In contrast, when we consider miRNAs of ancient humans expressed in the central nervous system and having variants shared with known human polymorphisms, the picture changes drastically (Figure 4): all brain structures are targeted more by polymorphic H. s. n. miRNAs than by polymorphic H. s. d. miRNAs. The larger signal in H. s. n., shown in Figures 2 and 4, is likely due to a higher number of miRNAs expressed in the central nervous system and sharing variation with the human population for H. s. n. (18, see Table 2) than for H. s. d. (14, see Table 1). Considering common miRNAs sharing human polymorphisms in these organisms (10 miRNAs), the specific numbers are 4 and 8, respectively (351 H. s. d.-specific targets versus 972 H. s. n.-specific targets (Ensembl gene IDs)). Given that the largest number of gene targets was found for the polymorphic hsa-mir-149 (5p) miRNA (Table 3) in H. s. n., this difference between the two hominine subspecies can be attributed to this particular miRNA.

Figure 4
figure4

Target structures of human brain for tested and control H. s. d . and H. s. n . miRNA pools expressed in neural tissues and having mutations shared with known human polymorphisms. Y-axis, comparisons of Cohen's d values of the regulatory potential for selected H. s. d. (positive values) and H. s. n. (negative values) miRNA pools; X- axis, large brain structures.

Table 3 Number of target genes for each miRNA shown in Tables 1 and 2, based on MiRGator 3.0 data [13].

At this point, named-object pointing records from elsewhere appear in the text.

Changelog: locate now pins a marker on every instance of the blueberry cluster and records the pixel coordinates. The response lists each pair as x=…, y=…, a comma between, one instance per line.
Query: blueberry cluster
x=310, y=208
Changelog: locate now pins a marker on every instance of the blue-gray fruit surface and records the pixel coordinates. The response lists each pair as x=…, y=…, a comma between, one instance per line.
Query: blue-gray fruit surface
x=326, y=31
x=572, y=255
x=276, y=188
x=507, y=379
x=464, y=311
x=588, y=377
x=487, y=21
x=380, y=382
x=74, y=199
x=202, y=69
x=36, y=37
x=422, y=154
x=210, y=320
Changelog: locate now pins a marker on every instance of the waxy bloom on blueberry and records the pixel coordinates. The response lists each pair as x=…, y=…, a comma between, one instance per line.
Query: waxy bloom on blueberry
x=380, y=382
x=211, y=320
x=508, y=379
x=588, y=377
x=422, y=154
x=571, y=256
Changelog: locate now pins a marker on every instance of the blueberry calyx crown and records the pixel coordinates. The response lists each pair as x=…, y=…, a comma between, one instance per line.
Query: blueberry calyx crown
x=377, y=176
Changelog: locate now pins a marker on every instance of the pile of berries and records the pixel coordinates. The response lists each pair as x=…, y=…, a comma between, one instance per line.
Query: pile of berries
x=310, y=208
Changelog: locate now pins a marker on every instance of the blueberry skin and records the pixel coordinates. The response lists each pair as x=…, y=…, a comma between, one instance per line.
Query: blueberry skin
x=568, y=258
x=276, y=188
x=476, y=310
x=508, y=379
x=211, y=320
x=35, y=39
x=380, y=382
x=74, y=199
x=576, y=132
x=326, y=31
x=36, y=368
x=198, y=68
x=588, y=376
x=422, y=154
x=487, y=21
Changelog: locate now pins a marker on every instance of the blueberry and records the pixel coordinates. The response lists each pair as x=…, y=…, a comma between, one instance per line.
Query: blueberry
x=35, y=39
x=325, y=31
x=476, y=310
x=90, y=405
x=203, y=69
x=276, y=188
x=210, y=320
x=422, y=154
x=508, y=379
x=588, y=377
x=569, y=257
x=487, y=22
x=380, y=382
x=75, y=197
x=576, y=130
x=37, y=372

The fine target structures identified using AHBA data for gene expression in the left hemisphere of the brain [18] are presented in Tables 4 and 5. For identification of the fine target brain structures, we used the difference in regulatory potential between the H. s. d. and H. s. n. samples (Table 4, 5) as a marker (see Methods section). Importantly (Table 4), the difference between the target structures of unique H. s. d. and H. s. n. miRNAs expressed in the central nervous system tissues is not significant (effect size measured as the absolute value of difference between Cohen's d statistics<0.5) for all fine brain structures except two: the fusiform gyrus for H. s. d. miRNAs and the precentral gyrus for H. s. n. miRNAs. The picture obtained based on the target mRNAs for miRNAs expressed in the central nervous system tissues with known human polymorphisms (Table 4) is the same (compare Table 4 and 5): for the vast majority of fine brain structures, the difference between targeting by H. s. d. and H. s. n. is not significant, except for two thalamus structures and the lateral orbital gyrus, targeted by H. s. d. miRNAs. It is important that the fusiform and lateral orbital gyri are responsible for face perception and socialization, respectively [22, 23]. Taken together, these findings indicate an important role of unique H. s. d. miRNAs in the development of specific brain structures in Denisovans, which likely enabled them to reach an unparalleled level of craftsmanship [1].

Table 4 Results of the identification of brain structures of the left hemisphere characterized by the difference in regulatory potential for H.s. d. and H. s. n. miRNAs expressed in neural tissues and having unique substitutions.
Table 5 Results of the identification of brain structures of the left hemisphere characterized by the difference between regulatory potential for H.s. d. and H. s. n. miRNAs expressed in neural tissues and having substitutions shared with known human polymorphisms.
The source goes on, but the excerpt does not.